Laboratory of Biochemistry, School of Life Sciences and Biotechnology, and BioInstitute, Korea University, Seoul, Republic of Korea.
Oncogene. 2011 Jul 28;30(30):3317-27. doi: 10.1038/onc.2011.47. Epub 2011 Mar 7.

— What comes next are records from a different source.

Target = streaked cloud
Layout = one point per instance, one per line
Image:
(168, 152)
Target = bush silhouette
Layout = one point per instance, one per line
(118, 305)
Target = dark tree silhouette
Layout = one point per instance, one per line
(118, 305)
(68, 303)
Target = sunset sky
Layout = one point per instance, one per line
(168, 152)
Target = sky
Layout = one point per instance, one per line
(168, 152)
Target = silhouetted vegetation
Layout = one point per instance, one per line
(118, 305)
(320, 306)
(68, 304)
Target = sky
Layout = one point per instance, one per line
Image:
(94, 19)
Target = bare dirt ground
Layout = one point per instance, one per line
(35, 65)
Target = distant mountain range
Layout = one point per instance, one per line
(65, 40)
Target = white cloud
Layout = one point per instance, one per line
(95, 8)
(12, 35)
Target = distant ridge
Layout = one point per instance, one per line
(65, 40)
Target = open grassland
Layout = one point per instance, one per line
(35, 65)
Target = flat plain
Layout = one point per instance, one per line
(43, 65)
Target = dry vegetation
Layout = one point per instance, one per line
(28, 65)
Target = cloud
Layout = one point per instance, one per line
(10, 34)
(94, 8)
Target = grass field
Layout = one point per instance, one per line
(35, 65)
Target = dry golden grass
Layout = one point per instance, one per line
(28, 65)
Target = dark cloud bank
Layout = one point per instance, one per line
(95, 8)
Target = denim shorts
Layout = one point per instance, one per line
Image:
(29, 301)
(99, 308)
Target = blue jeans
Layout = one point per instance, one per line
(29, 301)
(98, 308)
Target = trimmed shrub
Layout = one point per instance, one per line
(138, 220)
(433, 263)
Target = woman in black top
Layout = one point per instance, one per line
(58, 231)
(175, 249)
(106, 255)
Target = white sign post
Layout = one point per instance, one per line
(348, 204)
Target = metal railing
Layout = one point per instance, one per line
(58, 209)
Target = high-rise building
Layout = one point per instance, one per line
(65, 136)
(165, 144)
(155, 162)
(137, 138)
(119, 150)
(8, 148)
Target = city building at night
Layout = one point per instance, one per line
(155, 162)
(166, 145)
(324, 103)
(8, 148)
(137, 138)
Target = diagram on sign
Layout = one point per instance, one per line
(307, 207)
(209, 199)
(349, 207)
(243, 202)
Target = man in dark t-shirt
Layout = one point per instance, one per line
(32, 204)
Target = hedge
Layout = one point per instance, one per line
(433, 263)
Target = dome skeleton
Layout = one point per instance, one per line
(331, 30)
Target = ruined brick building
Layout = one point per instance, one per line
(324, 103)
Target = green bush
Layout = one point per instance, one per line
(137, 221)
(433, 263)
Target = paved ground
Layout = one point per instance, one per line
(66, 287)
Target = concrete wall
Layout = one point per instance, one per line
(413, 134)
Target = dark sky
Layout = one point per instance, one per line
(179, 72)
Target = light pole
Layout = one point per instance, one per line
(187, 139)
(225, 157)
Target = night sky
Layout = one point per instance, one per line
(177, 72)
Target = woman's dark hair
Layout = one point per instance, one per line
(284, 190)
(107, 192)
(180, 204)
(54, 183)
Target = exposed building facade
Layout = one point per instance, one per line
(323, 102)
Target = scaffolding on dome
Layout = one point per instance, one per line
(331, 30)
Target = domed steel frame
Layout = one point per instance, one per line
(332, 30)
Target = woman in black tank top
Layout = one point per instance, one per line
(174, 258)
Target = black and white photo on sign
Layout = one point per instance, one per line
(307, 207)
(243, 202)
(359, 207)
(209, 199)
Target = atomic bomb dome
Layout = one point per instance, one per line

The largest energy consumer in the cell is the ribosome biogenesis whose aberrancy elicits various diseases in humans. It has been recently revealed that p53 induction, along with cell cycle arrest, is related with abnormal ribosome biogenesis, but the exact mechanism still remains unknown. In this study, we have found that aberrant ribosome biogenesis activates two parallel cellular pathways, c-Myc and ASK1/p38, which result in p53 induction and G1 arrest. The c-Myc stabilizes p53 by rpL11-mediated HDM2 inhibition, and ASK1/p38 activates p53 by phosphorylation on serine 15 and 33. Our studies demonstrate the relationship between these two pathways and p53 induction. The changes caused by impaired ribosomal stress, such as p53 induction and G1 arrest, were completely disappeared by inhibition of either pathway. These findings suggest a monitoring mechanism of c-Myc and ASK1/p38 against abnormal ribosome biogenesis through controlling the stability and activity of p53 protein.
细胞中最大的能量消费者是核糖体生物发生,其异常会在人类中引发各种疾病。最近已经揭示,p53 的诱导以及细胞周期停滞与异常核糖体生物发生有关,但确切的机制仍不清楚。在这项研究中,我们发现异常的核糖体生物发生激活了两条平行的细胞通路,c-Myc 和 ASK1/p38,这导致了 p53 的诱导和 G1 期阻滞。c-Myc 通过 rpL11 介导的 HDM2 抑制稳定 p53,而 ASK1/p38 通过丝氨酸 15 和 33 的磷酸化激活 p53。我们的研究证明了这两条通路与 p53 诱导之间的关系。通过抑制任何一条通路,核糖体应激引起的变化,如 p53 的诱导和 G1 期阻滞,完全消失。这些发现表明,c-Myc 和 ASK1/p38 通过控制 p53 蛋白的稳定性和活性,对异常核糖体生物发生形成一种监测机制。